Teen activists, the problems they face, how they stand against them and how you can help.

Being an activist, it’s a wonderful thing. It’s you – going out there and making a change in the world, for the better good. Its precise dictionary definition is


The policy or action of using vigorous campaigning to bring about political or social change.


No matter how you put it, it will always be a great thing to do. But activism – or making a change isn’t always easy, people will always try to prevent you from chasing your passion. And people will always try to drag you down. This article will talk about the top 3 challenges that an activist could face, reasons, top 2 ways you can stand against the challenges, and top 4 reasons of how you can support.



  1. Many people that hinder you from going out there and making a change do it because they don’t think you have it in you.

People are used to seeing kids and teens as the children who need to be told what to do, who need to know what’s right and wrong. Many are used to seeing adults as older, or more mature people going and making a change, because we have this stereotype – that adults can do more and have more potential than kids, but the only thing is -adults can only solve the problems they have, the problems kids and adults face often different. So if an adult doesn’t even face a problem how can they solve it?

This is why more teens who are mature enough are stepping up to solve their own problems, but still this stereotype won’t get out of our head and many people don’t care or want to stop a teen activist from making a change because they don’t think they have the potential to make a change and think they’re wasting their time.

2) Criticism


Criticism, this is the most common yet, the hardest barrier to pass. There can be extreme criticism or hostility and small forms of criticism

Extreme criticism happens when a group of people hate an activist so much, that would go length such as killing to spew out their revenge, a classic example is Malala, the Taliban a strong terror group hated that she was defying their rules, that they decided to go and try to kill her.

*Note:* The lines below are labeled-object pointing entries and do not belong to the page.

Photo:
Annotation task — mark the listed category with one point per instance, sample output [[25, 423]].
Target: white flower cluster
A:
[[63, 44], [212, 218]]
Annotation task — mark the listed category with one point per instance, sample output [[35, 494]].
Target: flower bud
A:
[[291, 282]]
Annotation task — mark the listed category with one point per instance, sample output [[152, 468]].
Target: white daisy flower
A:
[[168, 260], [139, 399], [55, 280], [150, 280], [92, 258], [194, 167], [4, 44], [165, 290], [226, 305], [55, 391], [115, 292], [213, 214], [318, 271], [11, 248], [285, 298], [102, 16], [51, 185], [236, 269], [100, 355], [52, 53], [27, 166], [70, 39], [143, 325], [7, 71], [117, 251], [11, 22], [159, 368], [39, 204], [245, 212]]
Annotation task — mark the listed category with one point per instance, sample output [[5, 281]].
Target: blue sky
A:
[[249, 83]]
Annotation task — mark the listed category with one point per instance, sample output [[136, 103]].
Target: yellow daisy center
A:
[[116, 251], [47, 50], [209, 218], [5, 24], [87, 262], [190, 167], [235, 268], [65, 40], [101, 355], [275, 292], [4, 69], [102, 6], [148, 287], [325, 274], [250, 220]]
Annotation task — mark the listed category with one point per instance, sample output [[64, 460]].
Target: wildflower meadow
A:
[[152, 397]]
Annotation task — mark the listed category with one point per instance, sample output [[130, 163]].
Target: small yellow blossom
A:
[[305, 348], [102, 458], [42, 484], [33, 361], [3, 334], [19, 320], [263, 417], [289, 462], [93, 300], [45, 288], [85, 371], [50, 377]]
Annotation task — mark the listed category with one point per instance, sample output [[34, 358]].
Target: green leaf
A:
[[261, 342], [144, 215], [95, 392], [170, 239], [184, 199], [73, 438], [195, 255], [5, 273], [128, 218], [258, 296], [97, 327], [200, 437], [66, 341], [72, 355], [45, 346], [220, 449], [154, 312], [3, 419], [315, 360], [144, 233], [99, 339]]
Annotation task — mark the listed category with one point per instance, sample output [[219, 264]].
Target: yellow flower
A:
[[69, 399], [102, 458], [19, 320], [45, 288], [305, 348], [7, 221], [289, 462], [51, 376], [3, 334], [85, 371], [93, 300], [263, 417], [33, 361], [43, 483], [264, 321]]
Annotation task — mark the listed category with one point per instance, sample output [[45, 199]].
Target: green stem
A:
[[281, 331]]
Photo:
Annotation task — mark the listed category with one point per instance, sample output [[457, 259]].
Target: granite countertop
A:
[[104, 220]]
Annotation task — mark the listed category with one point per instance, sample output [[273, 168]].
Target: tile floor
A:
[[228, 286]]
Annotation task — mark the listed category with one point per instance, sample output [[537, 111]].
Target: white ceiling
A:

Another example is Matthew Williams – an anti-violence activist who was shot because some people did not like the work he was doing according to this article.

CHICAGO — Matthew Williams was a passionate anti-violence activist who moved to Chicago in search of a “new life,” a friend said.

Then – small forms of criticism and hatred, it’s kind of when 100 people throw hundreds of toothpicks that don’t hurt singularly but can kill you plurally. It’s when people don’t think that what you’re doing is important, when people dislike what you’re doing, or people don’t care

An example of criticism is the one McKenna Pope faced – many people insulted and tried to convince her it’s a waste of time – her trying to reach out to Hasbro to change a product –

Here are some extremely rude and discouraging comments and criticism she faced –

  • (disgusting liberal moms, wanting to make their sons gay)

  • (People always need something to {female dog} about)


Another example according to this article why Pakistan hates malala is shown through a twitter post, the criticism boiled down to this –


There’s nothing special about Malala. Many Pakistani children suffer worse fates than Malala. What has Malala ever done for Pakistan? Why does the world love Malala so much? And if Malala really cares about Pakistan, why doesn’t she come back?

The vitriol also included a bizarre but common conspiracy theory: Her shooting was staged.

3) Sometimes natural circumstances don’t let you move forward, It’s not always people that hinder you from pursuing your dream, sometimes – as in the case of William Kamkwamba, to actually quote from the article – the boy who harnessed the wind –


William wanted to study science in Malawi’s top boarding schools. But in 2002, his country was stricken with a famine that left his family’s farm devastated and his parents destitute. Unable to pay the eighty-dollar-a-year tuition for his education, William was forced to drop out and help his family forage for food as thousands across the country starved and died.

Everything above has been strong challenges that young teen activists face, and my theory on why they are there. Up there has been quite heavy to take in, I understand and I will be closing my computer soon but let me first state the top 2 reasons how you can keep going and the top 4 of how you can support.

How to stand against all of the challenges:



  • Focus on the people who support you, and your cause, because there will always be haters and supporters. So look at your supporters and stand by them – listen to them. Stay with them, because once, you start to listen and be with the haters, you can never, ever get anywhere



  • Determination, it really is one of the only ways, to survive, just keep going – until you find a result, keep going, keep going, keep going.


How to support:

  • Give a reaction, as sometimes – no reaction can hurt worse than a bad one
  • Reach out, go out of your way to help if an activist posts something – if you like it, go post something to support it.
  • Take it seriously – don’t treat it as a joke
  • If you disagree, just try to make changes and be respectful instead of just shooting down the idea
  • If you think it’s absolutely unnecessary, ask – ask why do they want to do it, and if you still think it’s useless, give a tiny bit of support – even if you don’t mean it – just a comment of cool idea can make a difference



So, Being an activist, it’s a wonderful thing. It’s you – going out there and making a change in the world, for the better good.

But everyone faces challenges, and now you’re aware of them, and know simple ways to just help.